The following was posted by my friend, Sandra Studstill, a fellow widow and is being shared with her permission.
WOW! Just - WOW!Author of my hope. maker of the stars, let me be Your work of art. Won't You write Your story on my heart.......
As I was sitting at the WinterJam concert last night, Francesca Battistelli was singing this song with the audience singing along and out of the blue it just hit me....do I REALLY mean those words? Do I really want to be God's work of art? And do I really want Him to write His story on my heart? And what does that look like anyway? How many chapters are in this story? And how will it end? Will the damsel in distress get her Knight in Shining Armour?
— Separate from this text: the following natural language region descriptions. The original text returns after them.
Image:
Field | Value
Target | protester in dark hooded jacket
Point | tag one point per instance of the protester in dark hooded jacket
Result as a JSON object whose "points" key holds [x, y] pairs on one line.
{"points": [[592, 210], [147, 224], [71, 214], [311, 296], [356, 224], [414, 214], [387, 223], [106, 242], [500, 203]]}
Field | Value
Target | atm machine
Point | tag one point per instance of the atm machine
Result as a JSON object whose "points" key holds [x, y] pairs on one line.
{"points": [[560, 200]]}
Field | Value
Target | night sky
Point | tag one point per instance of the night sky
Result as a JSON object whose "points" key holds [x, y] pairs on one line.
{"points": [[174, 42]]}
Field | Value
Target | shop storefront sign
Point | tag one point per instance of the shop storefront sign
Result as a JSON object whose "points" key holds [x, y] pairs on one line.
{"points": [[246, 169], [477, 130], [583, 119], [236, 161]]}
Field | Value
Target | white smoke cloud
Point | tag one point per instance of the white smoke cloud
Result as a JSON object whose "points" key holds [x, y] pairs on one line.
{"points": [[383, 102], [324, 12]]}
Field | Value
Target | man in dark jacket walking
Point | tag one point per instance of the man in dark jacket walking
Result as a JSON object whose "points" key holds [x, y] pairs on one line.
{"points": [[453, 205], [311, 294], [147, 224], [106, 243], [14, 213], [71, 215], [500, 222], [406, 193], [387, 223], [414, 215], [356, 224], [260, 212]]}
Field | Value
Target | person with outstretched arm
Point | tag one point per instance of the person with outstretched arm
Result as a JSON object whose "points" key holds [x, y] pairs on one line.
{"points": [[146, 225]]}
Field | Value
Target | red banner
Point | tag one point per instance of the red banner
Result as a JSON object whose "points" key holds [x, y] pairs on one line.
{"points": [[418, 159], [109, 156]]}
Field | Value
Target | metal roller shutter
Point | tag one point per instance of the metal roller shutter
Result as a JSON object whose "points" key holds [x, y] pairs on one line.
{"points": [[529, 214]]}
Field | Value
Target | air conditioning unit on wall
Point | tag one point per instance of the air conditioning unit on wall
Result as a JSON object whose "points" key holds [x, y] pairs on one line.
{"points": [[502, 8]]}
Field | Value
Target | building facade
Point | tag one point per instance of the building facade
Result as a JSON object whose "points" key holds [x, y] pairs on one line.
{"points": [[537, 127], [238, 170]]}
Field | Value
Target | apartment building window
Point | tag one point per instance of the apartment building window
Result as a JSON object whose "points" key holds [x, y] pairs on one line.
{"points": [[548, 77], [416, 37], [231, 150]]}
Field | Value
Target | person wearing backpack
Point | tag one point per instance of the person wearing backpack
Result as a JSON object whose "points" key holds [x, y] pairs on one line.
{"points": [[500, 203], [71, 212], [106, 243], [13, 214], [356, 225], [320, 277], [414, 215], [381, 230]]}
The longer I stood there, the more God revealed to me that His story looks like things I never imagined such as the loss of my beloved, the death of many hopes and dreams that went along with that loss, as well as the atrocities I suffered as a child and young adult. My thought was “well, that's a pretty crappy story for You to write on my heart. Whatever happened to stories with happy endings?" But, what He also so lovingly revealed was that the story doesn't end there. There is also a story of hope and grace that one day will far outweigh the gaping wounds that are the story right now. He's in the process of mending those wounds, and I know that will take some time, but I'm finally okay with that. For the first time in a very long time, I have a sense of peace that, although this isn't the “story” that I had planned for my life, it's the story that God has had planned even before I existed. He's known my story since the beginning of time – His time. And that's what this is all about – HIS timing and HIS story written on my heart, in my life and forever etched into my soul through the blood of His Only Son. Do I still miss Michael every day? With a resounding YES, I do. I will probably miss him until the day we meet again in Heaven. But, for this moment in time, I know that what I'm living right now is God's story that He is choosing to write on my heart and I have to learn to be okay with that or else it'll eat me alive. I pray that when I am ready, the rest of His story will heal my heart and allow me to be loved again. If that's not what the Author has in mind, then so be it. However, that's what my heart desires and I pray it's in alignment with His. His timing, His will, His story....on my heart!